The distributed component magic happens in the setup_distrib_idxs method of the DistributedAdder class. This is where we tell the framework how to split up the the big array into smaller chunks handled separately by each distributed process. In this case, we just split the array up one chuck at a time in order as we go from process to process. But OpenMDAO does not require that the src_indices be ordered or sequential!

Note

Only the DistributedAdder class is a distributed component. The Summer is class is a normal component that aggregates the whole array to sum it up.
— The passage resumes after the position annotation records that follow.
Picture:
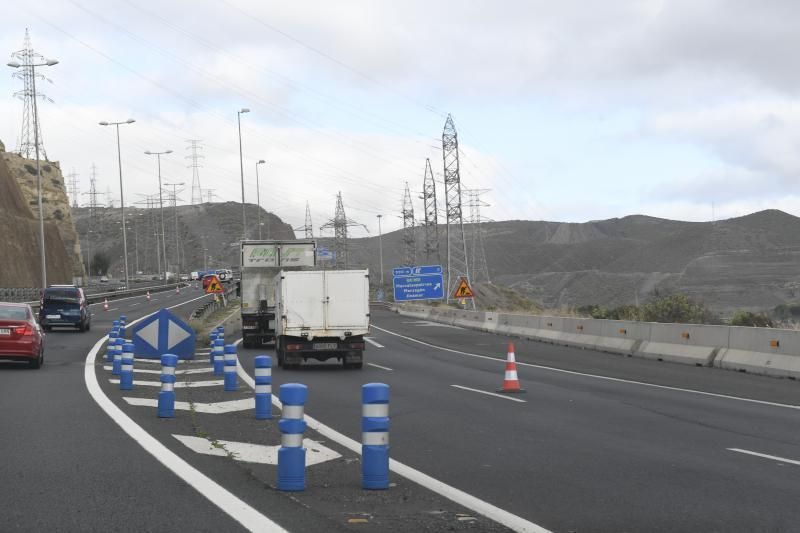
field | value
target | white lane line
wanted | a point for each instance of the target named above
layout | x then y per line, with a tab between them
213	408
178	384
512	521
372	342
489	393
238	510
595	376
765	456
246	452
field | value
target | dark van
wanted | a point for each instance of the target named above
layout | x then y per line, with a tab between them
64	305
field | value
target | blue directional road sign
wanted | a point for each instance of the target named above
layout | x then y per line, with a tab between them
161	333
418	283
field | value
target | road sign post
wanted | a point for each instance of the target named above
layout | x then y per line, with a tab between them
418	283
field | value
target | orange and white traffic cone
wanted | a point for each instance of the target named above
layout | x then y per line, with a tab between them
511	381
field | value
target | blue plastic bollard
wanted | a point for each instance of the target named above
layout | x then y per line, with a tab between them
291	454
263	387
218	356
166	398
116	364
111	346
230	368
375	436
126	374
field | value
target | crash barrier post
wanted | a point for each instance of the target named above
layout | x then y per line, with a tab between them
375	436
126	373
291	454
166	398
263	387
230	368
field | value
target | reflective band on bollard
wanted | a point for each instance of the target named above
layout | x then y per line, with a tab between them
111	346
291	454
126	374
230	368
166	398
116	366
375	436
218	356
263	387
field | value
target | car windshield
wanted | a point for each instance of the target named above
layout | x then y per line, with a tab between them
8	312
61	295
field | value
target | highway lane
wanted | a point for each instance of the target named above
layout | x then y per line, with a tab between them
67	466
580	453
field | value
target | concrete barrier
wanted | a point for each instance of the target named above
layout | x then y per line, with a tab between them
762	351
684	343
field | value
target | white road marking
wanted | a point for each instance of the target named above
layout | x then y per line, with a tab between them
503	396
372	342
512	521
256	453
765	456
215	408
178	371
238	510
595	376
178	384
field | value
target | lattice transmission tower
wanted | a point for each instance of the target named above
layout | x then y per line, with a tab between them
195	157
431	216
26	145
340	223
480	269
409	240
457	265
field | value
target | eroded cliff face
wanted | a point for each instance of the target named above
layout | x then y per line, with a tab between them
19	248
55	206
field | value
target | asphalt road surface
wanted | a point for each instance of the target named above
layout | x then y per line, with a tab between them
583	452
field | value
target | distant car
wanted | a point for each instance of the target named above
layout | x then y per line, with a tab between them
21	338
64	305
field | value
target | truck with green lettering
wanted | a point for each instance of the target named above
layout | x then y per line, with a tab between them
261	261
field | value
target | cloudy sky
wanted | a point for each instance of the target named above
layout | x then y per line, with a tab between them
568	111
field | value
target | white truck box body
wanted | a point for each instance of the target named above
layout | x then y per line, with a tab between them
322	303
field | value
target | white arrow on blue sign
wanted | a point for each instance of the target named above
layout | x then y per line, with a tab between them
161	333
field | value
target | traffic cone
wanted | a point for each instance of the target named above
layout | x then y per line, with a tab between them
511	381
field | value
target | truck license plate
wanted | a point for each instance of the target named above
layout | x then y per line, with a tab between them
325	345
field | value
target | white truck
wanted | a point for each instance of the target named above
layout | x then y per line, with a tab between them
321	314
261	261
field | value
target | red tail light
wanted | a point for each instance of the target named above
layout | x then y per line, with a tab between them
24	331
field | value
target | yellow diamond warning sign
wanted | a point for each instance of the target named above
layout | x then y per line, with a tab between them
212	285
463	290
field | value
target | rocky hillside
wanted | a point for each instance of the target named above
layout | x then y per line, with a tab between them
20	246
207	234
751	262
55	202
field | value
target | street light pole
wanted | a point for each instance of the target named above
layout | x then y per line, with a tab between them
258	198
121	198
380	245
241	168
48	63
161	209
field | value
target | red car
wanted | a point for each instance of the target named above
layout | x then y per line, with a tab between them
21	338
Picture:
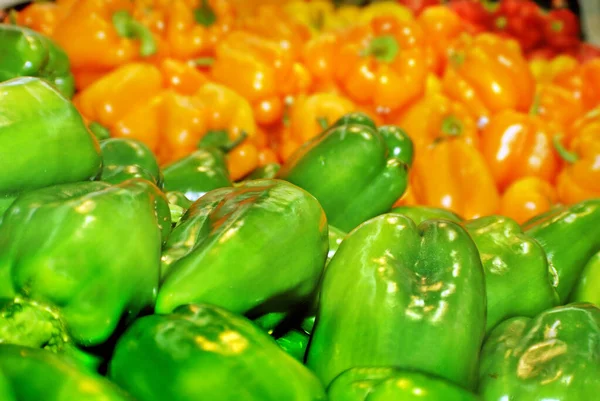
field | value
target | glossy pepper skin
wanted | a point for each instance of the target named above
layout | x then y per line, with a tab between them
488	74
382	63
44	141
46	230
586	289
435	117
526	198
198	173
99	36
517	277
419	214
386	383
579	178
33	374
395	290
28	53
517	145
553	356
452	174
352	169
124	158
284	263
211	343
566	259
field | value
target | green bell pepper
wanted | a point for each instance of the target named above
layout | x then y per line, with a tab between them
351	168
570	236
197	173
336	236
29	53
587	288
294	342
203	352
257	248
43	140
393	384
553	356
33	375
78	259
419	214
125	158
394	292
517	278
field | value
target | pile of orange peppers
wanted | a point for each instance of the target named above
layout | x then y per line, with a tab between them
493	132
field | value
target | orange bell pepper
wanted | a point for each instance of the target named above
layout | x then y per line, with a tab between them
382	63
310	115
100	35
43	16
441	26
557	104
260	69
180	76
526	198
194	27
453	175
171	109
114	95
584	82
435	117
319	58
516	145
545	71
273	22
489	74
580	178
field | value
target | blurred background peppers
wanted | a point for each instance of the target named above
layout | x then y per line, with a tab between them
169	73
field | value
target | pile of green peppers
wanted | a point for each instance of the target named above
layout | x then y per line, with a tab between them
124	280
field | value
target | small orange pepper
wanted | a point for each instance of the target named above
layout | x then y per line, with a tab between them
453	175
111	97
318	56
382	63
526	198
557	104
517	145
259	69
194	27
43	16
441	26
435	117
101	35
580	177
489	74
310	115
545	71
181	76
584	82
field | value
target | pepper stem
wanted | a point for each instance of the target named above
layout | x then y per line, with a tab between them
323	123
205	15
99	130
28	323
383	48
451	126
569	157
176	213
127	27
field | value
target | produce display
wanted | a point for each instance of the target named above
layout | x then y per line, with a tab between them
298	200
Next we’ll use these components to build an actual distributed model:

import time

from openmdao.core import Problem, Group
from openmdao.components import IndepVarComp

from openmdao.core.mpi_wrap import MPI

if MPI:
    # if you called this script with 'mpirun', then use the petsc data passing
    from openmdao.core.petsc_impl import PetscImpl as impl
else:
    # if you didn't use `mpirun`, then use the numpy data passing
    from openmdao.core import BasicImpl as impl

#how many items in the array
size = 1000000

prob = Problem(impl=impl)
prob.root = Group()

prob.root.add('des_vars', IndepVarComp('x', np.ones(size)), promotes=['*'])
prob.root.add('plus', DistributedAdder(size), promotes=['*'])
prob.root.add('summer', Summer(size), promotes=['*'])

prob.setup(check=False)

prob['x'] = np.ones(size)

st = time.time()
prob.run()

#only print from the rank 0 process
if prob.root.comm.rank == 0:
    print("run time:", time.time() - st)
    #expected answer is 11
    print("answer: ", prob['sum']/size)

You can run this model in either serial or parallel, depending on how you call the script. Lets say you put the above code into a python script called dist_adder.py. Then to run it in serial you would call it just like any other python script:

python dist_adder.py

In that case, you’ll expect to see some output that looks like this:

process 0: (30000000,)
run time: 1.76785802841
answer:  11.0

To run the model in parallel you need to have an MPI library (e.g. OpenMPI), mpi4py, PETSc, and petsc4py installed. Then you can call the script like this:

mpirun -n 2 python dist_adder.py

And you can expect to see some output as follows:

process 0: (15000000,)
process 1: (15000000,)
run time: 1.00080680847
answer:  11.0

With two processes running, you get a decent speed up. You can see that each process took half the array. Why don’t we get a full 2x speedup? Two reasons. The first, and more significant factor is that we don’t have a fully parallel model. The DistributedAdder component is distributed, but the Summer component is not. This introduces a bottleneck because we have to wait for the serial operation to complete.